Waterfall or Agile?  Or both?  In this article, we examine both strategies and discuss our preference for a hybrid agile waterfall approach.


In a traditional Waterfall methodology, a project goes through several phases: requirements, design, implementation, verification, and maintenance.  The problem with using Waterfall primarily consists of time to market, and the amount of bloat that plagues projects.  Each phase is a gut-wrenching effort to extract all possible scenarios and outcomes before moving on to the next phase, thus impacting schedules and milestones significantly.

Couple a Waterfall strategy with a “let’s invite all the managers and directors to the requirements meeting at 3pm” and no wonder so many projects fail before they even launch.


On the other hand, Agile methodologies pride themselves on quick time to market, but often forget significant details.  The core focus of Agile is development cycle time.  The downside is, Agile projects often end up becoming a patchwork of code and technologies.  Scope creep and unidentified requirements can be a nightmare in an agile process.

Wait a minute, you want us to add what feature?  That changes everything!

Hybrid Agile Waterfall

Our process consists of a hybrid Agile Waterfall methodology, which allows our clients to see results as quickly as possible while mitigating risk from poor, premature decisions that often plague Agile processes.

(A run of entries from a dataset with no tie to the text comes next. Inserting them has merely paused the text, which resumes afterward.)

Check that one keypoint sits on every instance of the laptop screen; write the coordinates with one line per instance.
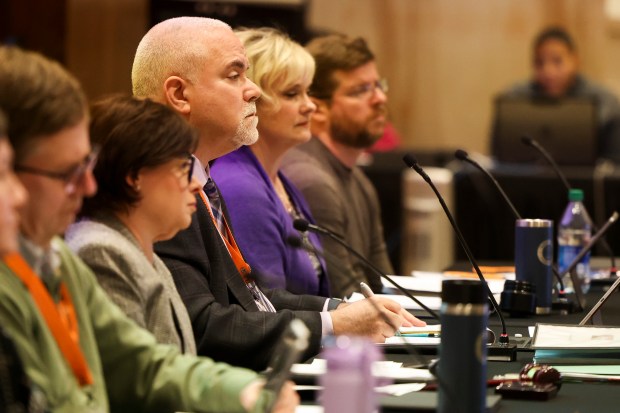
(567, 128)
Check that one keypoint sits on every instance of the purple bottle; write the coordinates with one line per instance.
(348, 384)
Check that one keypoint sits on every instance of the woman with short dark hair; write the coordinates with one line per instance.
(146, 194)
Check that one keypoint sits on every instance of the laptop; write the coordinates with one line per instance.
(567, 128)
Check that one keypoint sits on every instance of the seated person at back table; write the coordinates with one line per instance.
(145, 194)
(250, 178)
(77, 347)
(556, 75)
(351, 100)
(197, 66)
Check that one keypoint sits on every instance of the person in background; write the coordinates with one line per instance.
(145, 194)
(77, 347)
(12, 194)
(250, 177)
(351, 100)
(197, 67)
(556, 75)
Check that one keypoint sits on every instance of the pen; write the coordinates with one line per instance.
(419, 334)
(367, 292)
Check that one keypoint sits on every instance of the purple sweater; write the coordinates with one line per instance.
(261, 224)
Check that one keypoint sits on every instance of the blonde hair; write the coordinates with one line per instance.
(39, 97)
(276, 62)
(174, 47)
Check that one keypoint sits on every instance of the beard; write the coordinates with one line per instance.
(357, 135)
(246, 133)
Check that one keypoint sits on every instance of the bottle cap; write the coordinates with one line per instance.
(575, 195)
(463, 291)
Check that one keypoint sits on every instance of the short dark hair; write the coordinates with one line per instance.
(38, 96)
(132, 134)
(335, 52)
(554, 33)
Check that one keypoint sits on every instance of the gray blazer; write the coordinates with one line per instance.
(144, 291)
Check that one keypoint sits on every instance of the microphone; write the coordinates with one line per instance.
(528, 141)
(464, 156)
(302, 225)
(412, 163)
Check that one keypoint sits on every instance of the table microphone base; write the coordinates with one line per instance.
(565, 306)
(502, 352)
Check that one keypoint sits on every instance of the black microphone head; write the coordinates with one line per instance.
(294, 241)
(301, 224)
(461, 155)
(410, 160)
(527, 140)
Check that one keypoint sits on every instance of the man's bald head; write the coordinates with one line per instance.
(174, 47)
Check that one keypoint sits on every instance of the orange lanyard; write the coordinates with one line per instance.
(242, 266)
(60, 318)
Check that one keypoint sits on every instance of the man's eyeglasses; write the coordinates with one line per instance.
(367, 90)
(71, 178)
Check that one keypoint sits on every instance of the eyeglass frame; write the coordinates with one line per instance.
(70, 178)
(359, 91)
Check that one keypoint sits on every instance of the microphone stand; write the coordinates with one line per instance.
(505, 348)
(302, 225)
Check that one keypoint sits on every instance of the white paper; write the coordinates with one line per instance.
(431, 282)
(434, 303)
(400, 389)
(416, 341)
(305, 408)
(550, 336)
(383, 369)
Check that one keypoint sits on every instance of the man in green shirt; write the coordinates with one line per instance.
(50, 301)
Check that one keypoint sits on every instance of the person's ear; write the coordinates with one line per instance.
(321, 114)
(133, 180)
(175, 92)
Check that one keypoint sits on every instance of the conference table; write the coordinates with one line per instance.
(482, 215)
(573, 397)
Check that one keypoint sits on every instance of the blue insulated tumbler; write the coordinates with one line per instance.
(534, 257)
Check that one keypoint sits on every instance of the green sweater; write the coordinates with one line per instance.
(132, 373)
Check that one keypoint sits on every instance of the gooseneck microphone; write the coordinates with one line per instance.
(528, 141)
(464, 156)
(302, 225)
(412, 163)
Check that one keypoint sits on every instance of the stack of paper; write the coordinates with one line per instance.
(382, 369)
(570, 344)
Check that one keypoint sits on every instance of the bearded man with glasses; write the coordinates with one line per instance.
(351, 114)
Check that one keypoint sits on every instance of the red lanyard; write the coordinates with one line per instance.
(242, 266)
(60, 318)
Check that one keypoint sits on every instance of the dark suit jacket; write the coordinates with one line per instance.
(227, 324)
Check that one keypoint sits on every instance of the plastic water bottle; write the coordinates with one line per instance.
(574, 233)
(348, 384)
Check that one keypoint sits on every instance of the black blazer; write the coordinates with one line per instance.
(227, 324)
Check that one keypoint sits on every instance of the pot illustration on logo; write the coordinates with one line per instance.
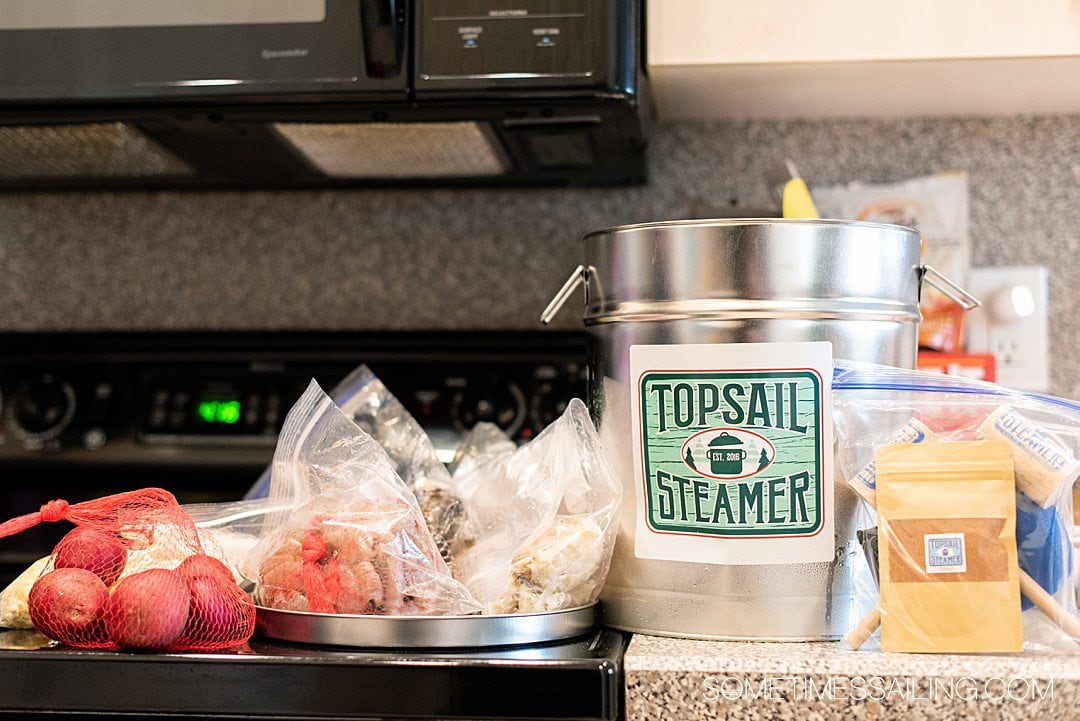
(730, 452)
(724, 458)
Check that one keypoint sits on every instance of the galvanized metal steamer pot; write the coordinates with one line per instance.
(739, 281)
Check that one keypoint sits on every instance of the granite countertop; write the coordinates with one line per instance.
(670, 678)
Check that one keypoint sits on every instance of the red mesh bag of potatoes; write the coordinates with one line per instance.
(134, 574)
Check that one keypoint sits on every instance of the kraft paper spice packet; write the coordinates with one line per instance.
(1042, 463)
(946, 522)
(864, 483)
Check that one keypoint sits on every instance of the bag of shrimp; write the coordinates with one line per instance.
(353, 539)
(134, 573)
(541, 517)
(364, 398)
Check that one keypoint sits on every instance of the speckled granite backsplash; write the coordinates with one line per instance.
(491, 258)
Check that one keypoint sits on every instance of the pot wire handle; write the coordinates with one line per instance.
(577, 277)
(954, 291)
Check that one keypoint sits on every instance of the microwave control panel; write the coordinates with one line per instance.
(494, 42)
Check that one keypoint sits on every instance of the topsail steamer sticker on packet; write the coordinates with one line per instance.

We leverage the best of both methodologies, employing a waterfall-like approach to gathering requirements and determining scope, which allows us to optimize architecture decisions.  Then, we use an Agile process to develop and deploy your minimum viable product (MVP), and continue to iterate as we add in new features based on the initial set of requirements, as well as any feedback from the users of the product (i.e. product pivots).


The upside of this hybrid Agile Waterfall approach is simple: for a little more time at the beginning of the project understanding requirements, you iron out most of the possible scenarios that might come about during the product lifecycle.  Sure, there are always surprises, but you’re much more prepared for these pivots, because the architecture and requirements have been stress-tested with an extensive amount of discussion about possible long term strategies with the product.